Thursday, September 23, 2004

"Doc, how much longer you think I've got?"

One of the things I've been most struck by since I graduated fellowship has been the need for patients to hear their prognosis. Some beat around the bush, asking vague questions like, "So, doc, how'm I doing?" Some come out and say, "Level with me, doc, how much longer have I got to live?" It's a constant, even among people who have remarkably different life philosophies.
What's even more amazing is how poorly I can answer that question. I usually start by saying "I don't know, only God knows that." I really believe that. People usually think I'm hiding the truth from them when I say that, and it can undermine trust.
What amazes me is how poorly prepared people are when they start to confront their mortality.
I think I understand where this question comes from. It comes from a limited vocabulary for discussing mortality. People don't generally sit around thinking about the grim reaper, so when faced with a mortal challenge, they fall back on that constant language, TV and movies. They've seen these medical dramas, and recall fictional conversations between benevolent sandy-maned physicians and their helpless patients who die in the next reel.
Here's a thought I had today: if I tell you you'll be dead in six months, I'll be really embarrassed when you return on the seventh month. How does one recover from a wrong prediction of prognosis? We all have heard the old warhorse, "Dr. Blackcloud told me I only had two weeks to live, and that was eight years ago!"
So what are people really asking when they are asking "How much longer, doc?" I take encouragement from the article in the oncology newsletter that addressed the problem of patients saying they want to die. They concluded that these patients are really trying to bring up the subject of their own mortality and symptoms, and that's just the language some people use to do it. Parenthetically speaking, it's hard to operationalize that knowledge into effective communication.

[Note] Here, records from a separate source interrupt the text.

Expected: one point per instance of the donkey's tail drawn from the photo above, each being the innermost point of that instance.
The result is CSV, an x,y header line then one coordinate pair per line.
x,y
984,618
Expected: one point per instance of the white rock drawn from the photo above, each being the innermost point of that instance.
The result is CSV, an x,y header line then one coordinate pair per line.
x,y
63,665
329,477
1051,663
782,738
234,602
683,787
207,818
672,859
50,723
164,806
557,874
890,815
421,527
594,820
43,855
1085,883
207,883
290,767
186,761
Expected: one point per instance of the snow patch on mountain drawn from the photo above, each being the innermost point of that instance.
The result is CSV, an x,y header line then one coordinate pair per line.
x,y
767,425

Maybe it's just a manifestation of fear. People would think you were weird if you answered the question with, "Don't be afraid; I'm here to help!"

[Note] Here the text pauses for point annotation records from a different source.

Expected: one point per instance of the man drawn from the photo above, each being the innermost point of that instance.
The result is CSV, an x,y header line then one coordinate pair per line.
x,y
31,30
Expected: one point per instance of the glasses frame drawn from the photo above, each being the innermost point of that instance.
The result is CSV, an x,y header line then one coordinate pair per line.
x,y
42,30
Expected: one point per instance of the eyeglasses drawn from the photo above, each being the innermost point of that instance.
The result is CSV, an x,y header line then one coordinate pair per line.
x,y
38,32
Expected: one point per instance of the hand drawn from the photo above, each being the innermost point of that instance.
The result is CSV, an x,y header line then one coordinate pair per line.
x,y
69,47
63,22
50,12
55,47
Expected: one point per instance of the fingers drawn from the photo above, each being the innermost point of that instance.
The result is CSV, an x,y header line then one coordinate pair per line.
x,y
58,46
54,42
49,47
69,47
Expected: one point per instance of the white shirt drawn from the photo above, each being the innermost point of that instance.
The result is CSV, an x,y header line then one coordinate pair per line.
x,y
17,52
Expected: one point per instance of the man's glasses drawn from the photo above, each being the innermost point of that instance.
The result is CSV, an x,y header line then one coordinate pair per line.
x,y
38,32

Maybe they want to hear some encouragement. It's hard to give hope without giving false hope. False hope creates unrealistic expectations, and can interfere with good decisionmaking. Statistically, the survival distribution has a definitive mean, but also has a very long tail. Someone could quantify that by comparing the mean to the median survival from time of diagnosis for different cancers--a long tail means a skewed mean vs. median. I try not to get too bogged down in statistics with patients--some patients don't handle that all that well.